Hudson: I linked to 3 static muts in every board. ProcessArray, chip structure, and the printer.

Leon: I do believe these instances are masking something we're doing that's unsafe or unsound. For instance, the processes array is a complex beast. How do we ensure that we are sound?

Amit: So, LocalCell, there we would want something like the scope function. Which imposes a lifetime constraint on the reference.

Hudson: I suspect the right answer, is this should unfortunately be handled case-by-case. Some are fine with LocalCell, others might not. There isn't one true way forward.

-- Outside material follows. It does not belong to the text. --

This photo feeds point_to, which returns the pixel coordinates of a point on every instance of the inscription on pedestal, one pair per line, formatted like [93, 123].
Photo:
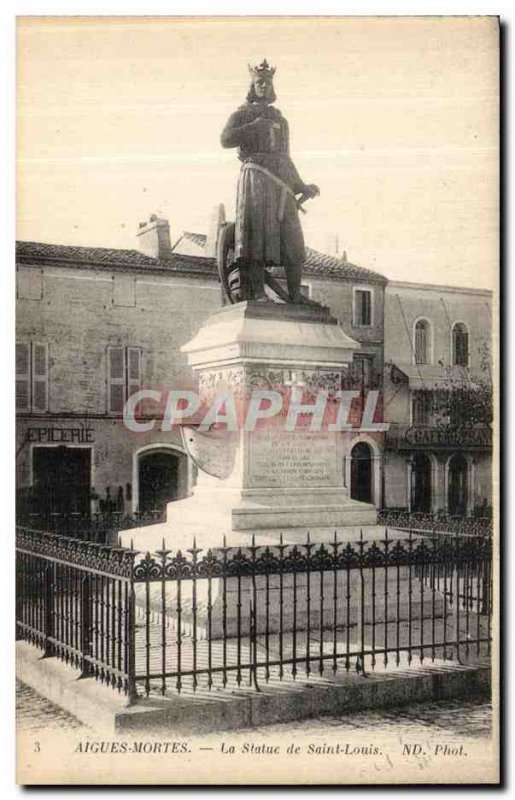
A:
[297, 459]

Leon: Something we are still doing, taking references pointing into process flash. Even the storage driver can violate aliasing rules there. As much as this is terrible and hard work and take a long time, we have to resolve all these use cases.

Hudson: Let's wait for Alyssa to comment on this PR, spend the next 20 minutes on WG reorganization PR?

Brad: We should talk about what the worst case scenario is. We don't want to be able to never update nightly again.

Amit: If I agree to tackle this, is this something we can follow through.

Brad: If we had a plan within a month to resolve this, that would be great. We need a concrete end to this.

Amit: We should resolve this within a month. After we've had other people who have really good insight into this, like Alyssa. Leon and I shouldn't go into a dark basement and solve it without talking to people.

Alexandru: I'll add Alex. This is boiling for us. We can talk on What'sApp.

WG Re-Org

Hudson: I'll share your post to the mailing list.

Amit: My proposed proposal is modest, but the implications would be less modest over time. Even over a short period of time. Very high level...

Phil: How about we just read it?

reading

Amit: What do people think of the high-level proposal? Convert to a PR to change the README for the core WG, and the framework for the working groups to break up to/establish/convert.

Phil: Who owns the HILs? And let's not use the name "Communication", it has a meaning in EE.

Amit: OK, I was just trying to capture USB.

Amit: I was trying to move HILs outside of the kernel crate, into places more for their use cases. But the sensors HILs should be managed by the people doing sensors. 15.4 should be networking.

Branden: We are a small group, there is overlap, a core member is in every WG.

Leon: I'm wary of how groups will implement this, the idea that each group sets its own standards. Many contributions do overlap. What do we do with those contributions?

Amit: I think part of the dance that we should have is, both figuring out division of working groups along with potentially adjusting what is where in the various source trees. So there is less overlap. HILs are one example of this. If someone adds a sensor implementation that motivates modest change into the HIL for temperature sensors. That would currently touch the kernel crate and raise alarms. But perhaps we shouldn't care, that should be a trait that's alongside the sensor related stuff.

Leon: Makes total sense. We need to define this exact escalation procedure. We might have a divergence in architecture that's not reflected in CI status going red. E.g., some HIL use some Cell type, others use another.

Phil: It's OK if there are traits outside the kernel. E.g., a specialized 15.4 trait, or a bunch of specialized sensors.

Amit: Maybe this gets worked out through directories. It lets people do stuff, then upstream it later.

Brad: Separate between Core capsules and extra capsules.

Phil: Or POSIX and ioctl.

Brad: My comments on the initial review of this is, seems like a lot of formalism to end up where we are now. The version of the proposed working groups in the email, would be a bigger umbrella, and diffuse responsibility more, would require standing up those working groups.

Alexandru: A lot of WGs, a lot of overlap.

Amit: I did limit myself to 8 non-core WGs, which happens to be the number on the core WG, minus Pat.

Phil: It's not that every WG has to meet every week for an hour. Working groups of 2 could be fine.

Amit: Yeah, Crypto isn't going to be extremely involved. We can empower people with responsibility over fractional merging decisions. It's not now, you are part of core, we trust you. There can be more local trust.